After the water subsided, some of the barges were left fairly level on solid footing, others had a tilt towards the riverside. As it became apparent that the island was actually sizable, about three miles across; decisions were to be made.
The survivors had already lost their homes and would have to rebuild somewhere in any case, decided, why not here. After all a head count revealed about one hundred and seventy souls, and it was obvious the island could support a fishing community three times that number.
They began working hard and an industrious bunch they were.
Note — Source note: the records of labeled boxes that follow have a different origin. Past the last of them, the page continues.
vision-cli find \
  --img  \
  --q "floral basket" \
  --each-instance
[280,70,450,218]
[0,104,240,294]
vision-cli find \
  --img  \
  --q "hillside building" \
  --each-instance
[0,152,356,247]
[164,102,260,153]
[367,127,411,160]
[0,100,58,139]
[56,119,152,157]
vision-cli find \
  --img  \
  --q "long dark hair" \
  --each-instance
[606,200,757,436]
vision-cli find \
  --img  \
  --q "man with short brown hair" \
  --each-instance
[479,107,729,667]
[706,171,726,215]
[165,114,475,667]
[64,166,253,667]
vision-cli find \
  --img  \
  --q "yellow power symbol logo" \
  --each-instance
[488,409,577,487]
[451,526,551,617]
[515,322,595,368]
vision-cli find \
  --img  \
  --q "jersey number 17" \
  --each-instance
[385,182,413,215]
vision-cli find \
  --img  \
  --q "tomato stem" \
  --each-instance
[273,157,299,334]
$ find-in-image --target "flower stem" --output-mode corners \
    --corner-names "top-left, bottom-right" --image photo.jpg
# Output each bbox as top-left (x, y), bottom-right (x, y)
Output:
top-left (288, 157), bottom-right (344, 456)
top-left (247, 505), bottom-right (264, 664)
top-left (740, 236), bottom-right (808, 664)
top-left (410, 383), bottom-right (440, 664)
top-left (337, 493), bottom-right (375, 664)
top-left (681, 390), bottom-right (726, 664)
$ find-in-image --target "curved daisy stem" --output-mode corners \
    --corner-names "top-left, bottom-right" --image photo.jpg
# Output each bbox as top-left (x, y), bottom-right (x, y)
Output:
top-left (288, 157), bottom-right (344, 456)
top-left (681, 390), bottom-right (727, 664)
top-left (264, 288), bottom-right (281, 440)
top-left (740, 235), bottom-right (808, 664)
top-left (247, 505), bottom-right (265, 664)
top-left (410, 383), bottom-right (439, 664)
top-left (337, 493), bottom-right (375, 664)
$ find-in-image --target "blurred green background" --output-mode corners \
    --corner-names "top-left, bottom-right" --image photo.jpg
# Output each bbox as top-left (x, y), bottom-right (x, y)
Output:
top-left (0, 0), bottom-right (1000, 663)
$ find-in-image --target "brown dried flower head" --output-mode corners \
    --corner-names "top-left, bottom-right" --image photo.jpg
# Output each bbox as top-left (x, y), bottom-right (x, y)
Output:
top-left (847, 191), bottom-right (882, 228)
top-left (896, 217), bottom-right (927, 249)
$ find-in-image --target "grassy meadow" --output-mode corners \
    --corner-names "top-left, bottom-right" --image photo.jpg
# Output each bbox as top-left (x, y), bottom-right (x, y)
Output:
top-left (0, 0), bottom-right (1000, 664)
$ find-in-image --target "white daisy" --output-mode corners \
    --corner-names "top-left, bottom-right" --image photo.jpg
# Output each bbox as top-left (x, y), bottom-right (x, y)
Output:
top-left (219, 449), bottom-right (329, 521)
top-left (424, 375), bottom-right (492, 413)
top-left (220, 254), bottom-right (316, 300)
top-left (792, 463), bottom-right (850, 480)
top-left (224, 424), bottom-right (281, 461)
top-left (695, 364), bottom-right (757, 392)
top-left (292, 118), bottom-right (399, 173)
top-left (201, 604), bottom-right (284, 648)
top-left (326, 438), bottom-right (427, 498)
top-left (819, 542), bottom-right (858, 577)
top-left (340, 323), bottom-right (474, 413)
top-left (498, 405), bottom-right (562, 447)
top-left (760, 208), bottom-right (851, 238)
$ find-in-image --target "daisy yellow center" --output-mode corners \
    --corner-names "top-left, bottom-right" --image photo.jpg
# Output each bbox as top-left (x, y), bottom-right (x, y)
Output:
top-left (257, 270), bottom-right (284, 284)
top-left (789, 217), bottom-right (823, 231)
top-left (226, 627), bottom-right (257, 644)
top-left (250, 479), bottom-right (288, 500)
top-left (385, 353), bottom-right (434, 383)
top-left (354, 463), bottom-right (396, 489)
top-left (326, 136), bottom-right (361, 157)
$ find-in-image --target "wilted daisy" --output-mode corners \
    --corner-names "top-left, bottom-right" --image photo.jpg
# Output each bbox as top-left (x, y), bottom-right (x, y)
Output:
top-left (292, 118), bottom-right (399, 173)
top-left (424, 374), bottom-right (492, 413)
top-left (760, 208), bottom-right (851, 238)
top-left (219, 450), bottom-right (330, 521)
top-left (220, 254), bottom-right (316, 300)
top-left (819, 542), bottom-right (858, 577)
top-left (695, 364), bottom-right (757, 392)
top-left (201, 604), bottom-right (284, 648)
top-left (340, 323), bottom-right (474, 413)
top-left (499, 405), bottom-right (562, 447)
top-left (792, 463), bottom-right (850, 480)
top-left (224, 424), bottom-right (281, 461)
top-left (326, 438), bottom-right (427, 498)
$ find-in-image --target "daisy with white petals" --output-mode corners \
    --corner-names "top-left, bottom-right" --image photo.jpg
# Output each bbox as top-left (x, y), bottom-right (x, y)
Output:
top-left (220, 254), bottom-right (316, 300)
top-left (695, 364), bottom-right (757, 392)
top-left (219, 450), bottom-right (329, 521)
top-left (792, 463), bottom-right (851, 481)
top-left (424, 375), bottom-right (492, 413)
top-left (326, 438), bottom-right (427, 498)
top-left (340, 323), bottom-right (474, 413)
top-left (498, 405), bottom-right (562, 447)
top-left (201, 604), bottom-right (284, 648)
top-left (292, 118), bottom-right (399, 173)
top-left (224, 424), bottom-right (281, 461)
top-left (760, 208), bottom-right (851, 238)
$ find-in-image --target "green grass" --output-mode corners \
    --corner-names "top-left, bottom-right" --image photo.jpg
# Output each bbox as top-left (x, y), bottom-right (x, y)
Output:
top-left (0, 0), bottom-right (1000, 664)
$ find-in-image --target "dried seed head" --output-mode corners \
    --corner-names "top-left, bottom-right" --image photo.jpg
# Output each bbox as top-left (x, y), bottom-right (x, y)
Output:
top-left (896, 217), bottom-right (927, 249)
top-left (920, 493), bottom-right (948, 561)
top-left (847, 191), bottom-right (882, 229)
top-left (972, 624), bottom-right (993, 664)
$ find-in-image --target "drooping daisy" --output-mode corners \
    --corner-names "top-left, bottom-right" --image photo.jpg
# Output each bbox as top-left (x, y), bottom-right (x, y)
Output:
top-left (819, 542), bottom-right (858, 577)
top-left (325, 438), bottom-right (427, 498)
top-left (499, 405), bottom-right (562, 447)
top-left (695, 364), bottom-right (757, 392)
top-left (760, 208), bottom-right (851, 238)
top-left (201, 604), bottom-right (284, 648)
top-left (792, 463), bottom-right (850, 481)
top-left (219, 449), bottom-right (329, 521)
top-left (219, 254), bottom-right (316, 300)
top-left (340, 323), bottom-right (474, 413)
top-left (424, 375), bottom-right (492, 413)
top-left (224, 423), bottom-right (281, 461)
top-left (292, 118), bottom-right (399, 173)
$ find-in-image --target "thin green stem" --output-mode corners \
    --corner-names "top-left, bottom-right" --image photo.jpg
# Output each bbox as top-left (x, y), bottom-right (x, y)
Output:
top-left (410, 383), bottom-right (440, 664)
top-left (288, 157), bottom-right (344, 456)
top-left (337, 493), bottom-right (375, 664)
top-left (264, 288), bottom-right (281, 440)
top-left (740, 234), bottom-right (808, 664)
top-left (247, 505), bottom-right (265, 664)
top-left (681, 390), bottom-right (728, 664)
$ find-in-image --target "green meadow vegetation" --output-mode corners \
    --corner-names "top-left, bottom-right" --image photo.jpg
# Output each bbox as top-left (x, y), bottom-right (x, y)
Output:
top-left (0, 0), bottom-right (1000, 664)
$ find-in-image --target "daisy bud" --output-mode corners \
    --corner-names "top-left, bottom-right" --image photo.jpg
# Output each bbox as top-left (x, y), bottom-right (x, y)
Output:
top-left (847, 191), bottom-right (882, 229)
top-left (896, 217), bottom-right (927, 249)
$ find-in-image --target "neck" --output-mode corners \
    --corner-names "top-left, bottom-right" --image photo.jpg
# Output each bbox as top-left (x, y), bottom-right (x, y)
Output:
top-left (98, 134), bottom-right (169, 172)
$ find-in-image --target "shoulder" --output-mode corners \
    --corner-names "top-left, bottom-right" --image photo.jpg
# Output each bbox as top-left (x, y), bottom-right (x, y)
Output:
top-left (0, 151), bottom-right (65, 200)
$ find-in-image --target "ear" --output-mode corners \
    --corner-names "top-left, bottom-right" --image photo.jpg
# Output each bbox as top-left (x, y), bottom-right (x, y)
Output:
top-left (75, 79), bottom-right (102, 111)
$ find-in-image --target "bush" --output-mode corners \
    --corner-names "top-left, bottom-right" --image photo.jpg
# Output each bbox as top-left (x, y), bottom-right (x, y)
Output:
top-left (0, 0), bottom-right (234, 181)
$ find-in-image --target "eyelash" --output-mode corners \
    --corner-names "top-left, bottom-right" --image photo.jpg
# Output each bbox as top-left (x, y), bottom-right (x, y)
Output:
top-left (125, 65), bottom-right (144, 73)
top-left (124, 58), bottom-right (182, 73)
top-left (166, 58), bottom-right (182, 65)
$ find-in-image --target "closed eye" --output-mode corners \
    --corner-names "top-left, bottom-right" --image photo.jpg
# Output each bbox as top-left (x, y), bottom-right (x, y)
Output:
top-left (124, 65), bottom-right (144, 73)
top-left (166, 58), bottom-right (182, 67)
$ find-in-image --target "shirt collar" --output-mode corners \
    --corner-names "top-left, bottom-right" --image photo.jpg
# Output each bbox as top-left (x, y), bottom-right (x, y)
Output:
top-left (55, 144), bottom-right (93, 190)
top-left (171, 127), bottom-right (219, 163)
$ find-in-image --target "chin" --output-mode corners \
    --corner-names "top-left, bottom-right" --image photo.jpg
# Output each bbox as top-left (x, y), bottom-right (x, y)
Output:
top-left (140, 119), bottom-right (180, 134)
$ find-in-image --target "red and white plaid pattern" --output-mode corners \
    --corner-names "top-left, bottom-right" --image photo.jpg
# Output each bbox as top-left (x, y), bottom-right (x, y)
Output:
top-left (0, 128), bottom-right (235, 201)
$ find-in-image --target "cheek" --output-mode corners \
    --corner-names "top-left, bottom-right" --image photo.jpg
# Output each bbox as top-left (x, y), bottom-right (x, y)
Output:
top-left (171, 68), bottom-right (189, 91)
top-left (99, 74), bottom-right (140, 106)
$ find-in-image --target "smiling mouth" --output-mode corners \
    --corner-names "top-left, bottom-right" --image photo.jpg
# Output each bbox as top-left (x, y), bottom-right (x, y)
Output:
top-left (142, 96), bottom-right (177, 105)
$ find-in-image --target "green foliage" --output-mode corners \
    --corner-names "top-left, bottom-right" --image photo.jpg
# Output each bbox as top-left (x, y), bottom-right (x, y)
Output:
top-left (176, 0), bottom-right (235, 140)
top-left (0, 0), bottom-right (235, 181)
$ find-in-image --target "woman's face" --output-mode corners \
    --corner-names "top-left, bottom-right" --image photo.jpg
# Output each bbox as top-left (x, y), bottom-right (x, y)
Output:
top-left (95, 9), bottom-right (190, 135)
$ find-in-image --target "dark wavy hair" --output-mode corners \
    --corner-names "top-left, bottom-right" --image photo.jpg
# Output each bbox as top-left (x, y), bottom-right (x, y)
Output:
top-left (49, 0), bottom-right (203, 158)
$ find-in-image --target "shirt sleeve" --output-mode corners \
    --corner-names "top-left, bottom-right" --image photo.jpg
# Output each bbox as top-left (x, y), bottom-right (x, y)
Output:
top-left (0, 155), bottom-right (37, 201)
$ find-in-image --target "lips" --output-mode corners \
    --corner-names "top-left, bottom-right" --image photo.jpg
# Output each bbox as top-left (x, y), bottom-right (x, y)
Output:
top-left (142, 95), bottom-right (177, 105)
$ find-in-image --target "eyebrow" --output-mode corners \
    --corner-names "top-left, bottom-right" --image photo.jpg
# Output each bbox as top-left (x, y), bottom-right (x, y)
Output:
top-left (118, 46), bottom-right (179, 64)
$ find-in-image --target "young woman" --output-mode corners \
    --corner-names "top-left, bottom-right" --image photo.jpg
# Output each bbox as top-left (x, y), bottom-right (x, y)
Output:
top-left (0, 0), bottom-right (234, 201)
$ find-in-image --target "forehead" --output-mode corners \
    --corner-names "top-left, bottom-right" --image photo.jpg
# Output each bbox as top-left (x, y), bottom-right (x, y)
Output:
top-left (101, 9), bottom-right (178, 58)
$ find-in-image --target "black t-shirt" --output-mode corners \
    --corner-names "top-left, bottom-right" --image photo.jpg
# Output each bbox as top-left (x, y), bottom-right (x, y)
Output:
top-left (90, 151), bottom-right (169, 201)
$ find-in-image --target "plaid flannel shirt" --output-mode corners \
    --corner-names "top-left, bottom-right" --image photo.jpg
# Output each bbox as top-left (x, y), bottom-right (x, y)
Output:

Some fished to provide food for the community and others set about leveling the barges where they sat. Many stones and much sand and dirt was removed from the upside of the barges that were tilted, and moved to what had been the down side, thus leveling them out and providing an initial bit of solid footing. That would have to be and was, made even more solid and secure over the next few months.
Someone suggested that the barges be secured in a fashion that would keep them where they were but allow them to raise up and lower if the water came up again in the future.. Not an easy task either, it was however accomplished but took almost three years to complete.
Meanwhile some one suggested they needed someone to be in charge of the new community. That was agreed upon readily, but some else said, but first let’s name our community. That’s how the city of El Santurio (The Sanctuary) came about. The new leader was by a landslide was Manuel. Whose title changed from Chief to Mayor as the city came into prominence.
The little community soon had crude but effective housing. A wee bit of agricultural efforts were started on what little tillable ground there was. Then slowly word spread of the little community of barges and started to become a bit of a tourist attraction. This necessitated going to the waters edge which was now about two miles from the ring of barges, and putting in a dock to accommodate visitors.
We all know how when a place starts to get attention, the money boys start to get interested. They in droves came out to make overtures and offers to develop the little place into their idea of a gold mine. Well the residents of the little community were interested in making the place more attractive to tourists, but they were also savvy about their own interests.
The best deal the money boys could make was to pay for and build the restaurants, sleeping facilities and souvenir shops up from the barges as potentially floating bases. That the residents would have sole ownership and one hundred percent of the profits from operating such. The architecture was a delightful blend of French and Spanish influence.
The money boys weren’t terribly happy about the deal, but it was the best one they could cut. So how did they make a profit themselves? Quite simple really, they had sole ownership of the tourist boats that took people to and from El Santurio. Yes they charged a stiff fee to haul tourists to and from, and there were a lot of tourists.
Now that’s how the local money boys made out. But whoa! Here come the really big money boys with a lot more grand foresights about what this place could be. They were the Shipping Magnates from that part of the world. They knew there was a continual need to expand seaports to handle the coming and going of goods from all over the world. Brazil was growing in population and popularity.
So, and I don’t know all the legalese of it, but they leased the rocky floor of the river which wasn’t all that deep at normal levels. They leased it for a one mile circumference around the island. They put in heavy concrete sea walls near the island proper to protect it from future flooding.
Which I’m told only occur about every seventy years. Then out from that came long docks extending to deep water, piers and warehouses were built. The entire area is now three times the size of the original, and its one of the busiest major seaports today, in Brazil. The residents and their descendants continue to make out like bandits and there is talk of erecting a statue to the founder, Manuel.